US pork council wants FTAs approved before August

 

 

The US National Pork Producers Council urged lawmakers in both houses to approve the three pending free trade agreements with Colombia, Panama and South Korea before Congress' August recess.

 

This was after Wednesday's (Jun 29) announcement that the Senate Finance Committee will hold a 'mock' markup of the said deals.

 

 "It is imperative that the agreements with Colombia, Panama and South Korea be approved before Congress takes its month-long break," said Doug Wolf, NPPC president and a pork producer from Lancaster, Wis. "US pork producers need new and expanded market access to remain competitive in the global marketplace.

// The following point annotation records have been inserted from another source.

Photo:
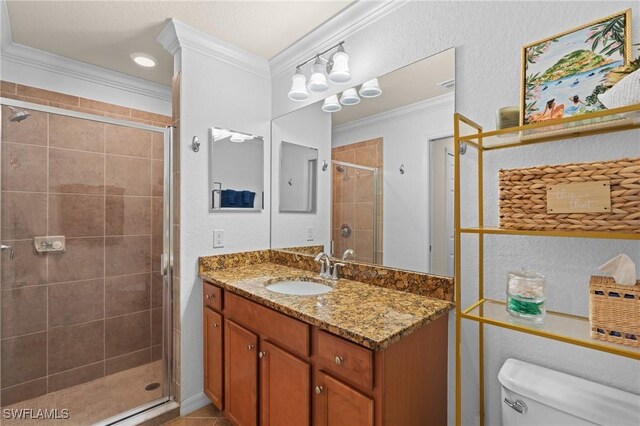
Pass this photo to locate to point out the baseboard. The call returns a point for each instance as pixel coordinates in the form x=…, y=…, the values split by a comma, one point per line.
x=191, y=404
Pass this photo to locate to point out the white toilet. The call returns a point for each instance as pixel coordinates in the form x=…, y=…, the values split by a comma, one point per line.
x=537, y=396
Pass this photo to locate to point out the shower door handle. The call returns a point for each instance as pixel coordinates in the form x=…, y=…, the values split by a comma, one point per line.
x=12, y=252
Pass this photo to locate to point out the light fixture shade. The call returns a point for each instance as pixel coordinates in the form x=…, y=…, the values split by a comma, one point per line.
x=340, y=71
x=298, y=90
x=350, y=97
x=318, y=79
x=370, y=89
x=331, y=104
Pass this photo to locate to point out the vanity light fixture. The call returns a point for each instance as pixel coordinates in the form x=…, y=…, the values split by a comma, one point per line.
x=331, y=104
x=350, y=97
x=323, y=70
x=370, y=89
x=144, y=60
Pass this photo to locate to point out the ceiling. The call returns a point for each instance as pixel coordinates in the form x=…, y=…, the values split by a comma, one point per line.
x=405, y=86
x=105, y=33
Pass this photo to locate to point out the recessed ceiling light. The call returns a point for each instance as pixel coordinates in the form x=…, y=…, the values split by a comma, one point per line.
x=144, y=60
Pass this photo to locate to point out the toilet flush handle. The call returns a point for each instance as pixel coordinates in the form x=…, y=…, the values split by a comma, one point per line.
x=519, y=406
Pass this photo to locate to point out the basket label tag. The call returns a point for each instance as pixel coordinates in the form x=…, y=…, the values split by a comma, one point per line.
x=579, y=197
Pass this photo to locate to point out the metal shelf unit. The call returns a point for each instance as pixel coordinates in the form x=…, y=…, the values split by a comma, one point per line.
x=557, y=326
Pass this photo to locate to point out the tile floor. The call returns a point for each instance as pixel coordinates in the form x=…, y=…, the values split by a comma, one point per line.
x=99, y=399
x=205, y=416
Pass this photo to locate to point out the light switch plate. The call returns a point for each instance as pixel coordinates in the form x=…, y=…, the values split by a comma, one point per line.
x=218, y=238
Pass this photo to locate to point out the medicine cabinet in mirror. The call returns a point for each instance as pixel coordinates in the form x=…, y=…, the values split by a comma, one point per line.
x=298, y=178
x=236, y=171
x=385, y=196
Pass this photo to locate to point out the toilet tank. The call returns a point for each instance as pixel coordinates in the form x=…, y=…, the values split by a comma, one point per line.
x=550, y=398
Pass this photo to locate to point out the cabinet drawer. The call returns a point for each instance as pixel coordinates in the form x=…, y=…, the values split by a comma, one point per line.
x=212, y=296
x=286, y=331
x=345, y=359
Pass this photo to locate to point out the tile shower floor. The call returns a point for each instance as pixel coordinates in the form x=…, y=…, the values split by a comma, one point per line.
x=97, y=400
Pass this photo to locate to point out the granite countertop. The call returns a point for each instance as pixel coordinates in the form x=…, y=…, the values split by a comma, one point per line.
x=369, y=315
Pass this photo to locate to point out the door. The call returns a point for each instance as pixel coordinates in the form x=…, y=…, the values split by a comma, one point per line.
x=241, y=374
x=284, y=387
x=441, y=206
x=213, y=367
x=338, y=404
x=85, y=219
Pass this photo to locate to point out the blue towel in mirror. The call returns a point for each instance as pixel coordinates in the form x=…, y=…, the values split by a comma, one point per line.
x=229, y=198
x=247, y=198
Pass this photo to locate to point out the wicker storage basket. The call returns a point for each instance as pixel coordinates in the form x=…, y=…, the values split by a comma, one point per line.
x=523, y=197
x=614, y=311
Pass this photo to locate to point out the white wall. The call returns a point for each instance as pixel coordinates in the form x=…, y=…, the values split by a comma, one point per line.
x=405, y=226
x=213, y=93
x=310, y=127
x=488, y=37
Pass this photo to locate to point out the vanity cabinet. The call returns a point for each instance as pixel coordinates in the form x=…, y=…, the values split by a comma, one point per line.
x=212, y=327
x=280, y=371
x=241, y=374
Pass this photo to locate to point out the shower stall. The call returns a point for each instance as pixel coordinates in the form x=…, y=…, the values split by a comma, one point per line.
x=355, y=205
x=85, y=282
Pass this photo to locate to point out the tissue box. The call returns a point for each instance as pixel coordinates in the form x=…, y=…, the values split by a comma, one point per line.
x=614, y=311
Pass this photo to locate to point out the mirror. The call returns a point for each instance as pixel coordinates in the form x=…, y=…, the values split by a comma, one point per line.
x=298, y=178
x=386, y=196
x=236, y=163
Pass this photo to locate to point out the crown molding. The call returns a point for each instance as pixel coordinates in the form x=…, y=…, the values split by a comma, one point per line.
x=349, y=21
x=401, y=113
x=24, y=55
x=177, y=35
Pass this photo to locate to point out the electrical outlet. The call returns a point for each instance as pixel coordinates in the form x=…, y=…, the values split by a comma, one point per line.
x=218, y=238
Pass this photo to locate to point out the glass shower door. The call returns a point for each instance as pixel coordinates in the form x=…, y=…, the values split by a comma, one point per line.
x=354, y=211
x=82, y=294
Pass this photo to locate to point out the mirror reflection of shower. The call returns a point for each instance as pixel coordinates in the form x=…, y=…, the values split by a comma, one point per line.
x=18, y=115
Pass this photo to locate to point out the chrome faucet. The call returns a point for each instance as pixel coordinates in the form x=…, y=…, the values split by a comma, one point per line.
x=347, y=253
x=325, y=264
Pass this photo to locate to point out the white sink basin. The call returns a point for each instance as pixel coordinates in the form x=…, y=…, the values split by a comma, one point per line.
x=299, y=287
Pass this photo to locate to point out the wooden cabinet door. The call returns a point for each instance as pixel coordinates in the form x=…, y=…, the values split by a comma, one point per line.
x=213, y=367
x=241, y=374
x=338, y=404
x=284, y=387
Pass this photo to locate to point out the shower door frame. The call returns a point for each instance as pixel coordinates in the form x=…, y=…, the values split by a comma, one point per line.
x=375, y=200
x=167, y=249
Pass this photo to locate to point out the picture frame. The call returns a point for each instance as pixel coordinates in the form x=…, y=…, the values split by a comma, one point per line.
x=563, y=74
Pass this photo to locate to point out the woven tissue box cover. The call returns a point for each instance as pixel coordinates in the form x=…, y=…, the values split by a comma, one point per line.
x=614, y=311
x=523, y=197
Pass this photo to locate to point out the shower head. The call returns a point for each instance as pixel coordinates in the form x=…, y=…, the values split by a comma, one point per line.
x=18, y=116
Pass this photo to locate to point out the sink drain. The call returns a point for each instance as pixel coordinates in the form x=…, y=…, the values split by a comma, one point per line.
x=152, y=386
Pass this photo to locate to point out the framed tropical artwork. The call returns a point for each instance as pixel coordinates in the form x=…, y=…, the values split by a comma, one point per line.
x=563, y=74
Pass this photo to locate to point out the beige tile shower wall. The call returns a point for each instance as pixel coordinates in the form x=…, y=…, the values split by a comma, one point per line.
x=354, y=199
x=95, y=309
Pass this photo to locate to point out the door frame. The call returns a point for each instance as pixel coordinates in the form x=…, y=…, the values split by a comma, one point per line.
x=166, y=402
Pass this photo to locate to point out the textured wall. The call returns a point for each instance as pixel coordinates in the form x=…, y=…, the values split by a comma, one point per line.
x=488, y=37
x=213, y=93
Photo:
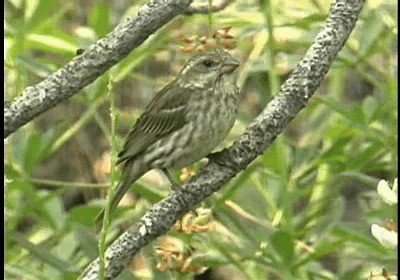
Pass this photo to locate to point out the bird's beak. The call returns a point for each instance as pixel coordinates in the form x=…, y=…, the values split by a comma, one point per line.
x=229, y=65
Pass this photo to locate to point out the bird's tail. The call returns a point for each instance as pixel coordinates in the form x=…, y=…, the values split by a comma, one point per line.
x=131, y=171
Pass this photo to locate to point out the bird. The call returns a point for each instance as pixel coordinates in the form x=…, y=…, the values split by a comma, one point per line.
x=183, y=123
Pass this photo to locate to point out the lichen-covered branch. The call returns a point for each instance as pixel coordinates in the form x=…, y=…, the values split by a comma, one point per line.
x=91, y=64
x=204, y=9
x=292, y=97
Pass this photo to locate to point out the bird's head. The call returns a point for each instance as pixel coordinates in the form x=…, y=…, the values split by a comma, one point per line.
x=205, y=69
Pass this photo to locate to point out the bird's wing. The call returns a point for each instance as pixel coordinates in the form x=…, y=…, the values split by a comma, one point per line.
x=164, y=114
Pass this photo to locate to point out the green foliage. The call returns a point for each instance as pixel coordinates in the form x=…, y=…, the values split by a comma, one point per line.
x=302, y=210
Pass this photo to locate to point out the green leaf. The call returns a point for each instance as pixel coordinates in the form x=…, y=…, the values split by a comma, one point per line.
x=51, y=43
x=42, y=253
x=283, y=244
x=99, y=18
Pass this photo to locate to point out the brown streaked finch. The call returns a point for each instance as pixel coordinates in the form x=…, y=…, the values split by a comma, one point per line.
x=183, y=123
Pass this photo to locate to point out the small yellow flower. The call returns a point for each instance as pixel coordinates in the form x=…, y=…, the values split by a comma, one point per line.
x=386, y=237
x=388, y=195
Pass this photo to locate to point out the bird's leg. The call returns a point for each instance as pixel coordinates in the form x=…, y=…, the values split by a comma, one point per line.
x=174, y=183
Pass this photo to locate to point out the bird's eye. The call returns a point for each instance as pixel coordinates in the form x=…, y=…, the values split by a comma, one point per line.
x=209, y=63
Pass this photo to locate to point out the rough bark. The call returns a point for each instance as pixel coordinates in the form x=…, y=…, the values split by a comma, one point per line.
x=91, y=64
x=292, y=97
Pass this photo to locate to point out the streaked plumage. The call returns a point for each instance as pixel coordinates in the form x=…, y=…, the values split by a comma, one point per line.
x=184, y=122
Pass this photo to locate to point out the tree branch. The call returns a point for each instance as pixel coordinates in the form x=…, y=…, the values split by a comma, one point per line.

And the way to get that is through free trade agreements."

 

For the US pork industry, the deals with Colombia, Panama and South Korea would add more than US$11 to the price producers receive for each hog and generate more than 10,000 jobs, according to Iowa State University economist Dermot Hayes.

 

"We need to implement these FTAs now," Wolf said, "because while these deals have languished for more than three years, our competitors have negotiated their own trade agreements with Colombia, Panama and South Korea, and the US has lost market share in those countries."

 

In fact, the EU's trade agreement with South Korea goes into effect July 1, and Colombia and Panama are nearing completion on deals with Canada.

 

Iowa State's Hayes has estimated that the US pork industry would be out of all three markets in 10 years if the US fails to implement the FTAs and Colombia, Panama and South Korea move forward on trade deals with other nations. The US would lose thousands of jobs under such a scenario.

 

Exports are vital to the US pork industry, which last year shipped nearly US$4.8 billion of pork, an amount that added about US$56 to the price producers received for each hog marketed.